Sais-je toutes les paroles insensées que j'adressai à cette matière morte, dans les transports de mon égarement? Il aurait duré plus longtemps peut-être, si j'avais eu un consolateur auprès de moi; ce qu'on m'aurait dit eût irrité et entretenu ma douleur; mais, quand je vis cette froide cendre aussi insensible à mes plaintes qu'à mes actions, son immobilité me rendit bientôt le calme dont j'avais besoin.
J'avais préparé deux rouleaux de bois: je les plaçai convenablement, et, retirant avec précaution l'escabeau qui soutenait le bas du corps, je fis toucher à terre doucement l'extrémité de la planche. Malgré tous mes efforts, l'opération ne me réussit pas aussi bien de l'autre côté, et la chute du corps fut assez brusque pour me donner un battement de cœur, qui me força encore de m'arrêter.

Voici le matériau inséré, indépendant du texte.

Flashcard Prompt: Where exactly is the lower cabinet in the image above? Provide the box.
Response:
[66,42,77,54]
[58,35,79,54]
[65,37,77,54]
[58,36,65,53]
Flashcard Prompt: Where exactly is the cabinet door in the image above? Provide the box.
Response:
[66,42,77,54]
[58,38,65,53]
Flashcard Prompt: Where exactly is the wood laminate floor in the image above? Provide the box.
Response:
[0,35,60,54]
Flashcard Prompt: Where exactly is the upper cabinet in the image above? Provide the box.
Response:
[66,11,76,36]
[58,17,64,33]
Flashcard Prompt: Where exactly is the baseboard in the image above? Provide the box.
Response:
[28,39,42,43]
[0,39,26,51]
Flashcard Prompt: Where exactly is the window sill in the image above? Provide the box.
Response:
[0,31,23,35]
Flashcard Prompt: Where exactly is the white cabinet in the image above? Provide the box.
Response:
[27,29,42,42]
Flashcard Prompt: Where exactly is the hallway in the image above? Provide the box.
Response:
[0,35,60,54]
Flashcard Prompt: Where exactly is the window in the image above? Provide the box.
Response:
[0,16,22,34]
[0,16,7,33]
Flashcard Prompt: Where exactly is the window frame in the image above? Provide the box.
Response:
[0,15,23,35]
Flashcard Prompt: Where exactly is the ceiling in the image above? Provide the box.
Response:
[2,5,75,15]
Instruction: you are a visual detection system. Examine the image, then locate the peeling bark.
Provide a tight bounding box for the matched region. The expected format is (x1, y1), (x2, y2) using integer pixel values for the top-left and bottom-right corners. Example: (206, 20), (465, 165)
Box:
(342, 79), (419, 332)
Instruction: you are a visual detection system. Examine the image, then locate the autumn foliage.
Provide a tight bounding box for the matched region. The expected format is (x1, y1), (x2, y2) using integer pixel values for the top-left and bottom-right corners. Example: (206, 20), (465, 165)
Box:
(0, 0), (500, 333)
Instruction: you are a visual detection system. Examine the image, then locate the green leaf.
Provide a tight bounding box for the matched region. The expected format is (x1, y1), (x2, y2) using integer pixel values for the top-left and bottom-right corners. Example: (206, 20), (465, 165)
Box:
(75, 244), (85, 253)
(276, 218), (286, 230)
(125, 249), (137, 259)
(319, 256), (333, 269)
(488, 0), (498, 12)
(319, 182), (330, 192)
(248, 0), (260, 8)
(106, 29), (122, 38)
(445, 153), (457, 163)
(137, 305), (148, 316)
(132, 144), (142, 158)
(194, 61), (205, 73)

Mon cher grand-père, quand vous m'appreniez, devant notre maison, à voiturer sur des rouleaux un corps pesant, nous ne pensions pas que je ferais usage de vos leçons dans une occasion si triste. Le souvenir de ce que vous m'aviez dit alors se présenta vivement à mon imagination; je croyais encore vous entendre; et, quand le mouvement que je donnai à ce funèbre fardeau agita la tête, comme si elle eût fait des signes d'approbation, je fus si saisi, que je détournai les yeux, ainsi que font, de peur du vertige, les personnes qui marchent au bord d'un précipice.
J'avais aplani le chemin: le corps fut bientôt près de la fosse. Il m'aurait été facile de l'y laisser choir: je ne pus me résoudre à le traiter avec si peu de ménagements. Deux petites planches, placées en travers, le soutinrent au-dessus de la fosse. Celle qui portait les pieds une fois enlevée, il se trouva placé dans une position oblique, après avoir fait encore une chute que je ne sus pas modérer; une corde que je passai sous les épaules, après avoir fixé solidement un des bouts à un pieu, me permit ensuite de laisser couler doucement le corps jusqu'au lieu de son repos.
Toutes les difficultés étaient surmontées; ce qui me restait à faire ne me donnait, quant à l'exécution, aucune inquiétude: je pus m'abandonner librement à ma douleur. Assis sur la terre amoncelée, je pleurai longtemps auprès de cette fosse ouverte. Je ne pouvais me résoudre à jeter les premières pelletées de terre.
—Avant d'accomplir ce triste devoir, me suis-je dit, remplissons de mon mieux celui du prêtre.
Je me suis agenouillé aussitôt, et j'ai cherché dans ma mémoire tout ce que je savais de prières et de passages propres à cette cérémonie. J'ai pris l'Imitation de Jésus-Christ, je la connaissais assez bien pour qu'il ne me fût pas difficile d'y trouver des endroits tels que le moment me les faisait désirer, et que mon grand-père les eût lui-même indiqués.
O mon bienheureux aïeul, c'était moi seul maintenant qui avais besoin de consolation, et c'est avec une joie qui approchait du ravissement que je lus, en présence de vos restes mortels, le chapitre de l'homme juste et pacifique et celui de la pureté du cœur et de la simplicité d'intention. Tant de traits pouvaient s'appliquer à vous, que l'auteur me paraissait avoir pris à tâche de vous peindre.
"Commencez, dit-il, par bien établir la paix en vous-même, et vous pourrez ensuite la procurer aux autres."
—C'est ce que vous avez fait, homme juste et bon, et votre paix est devenue la mienne.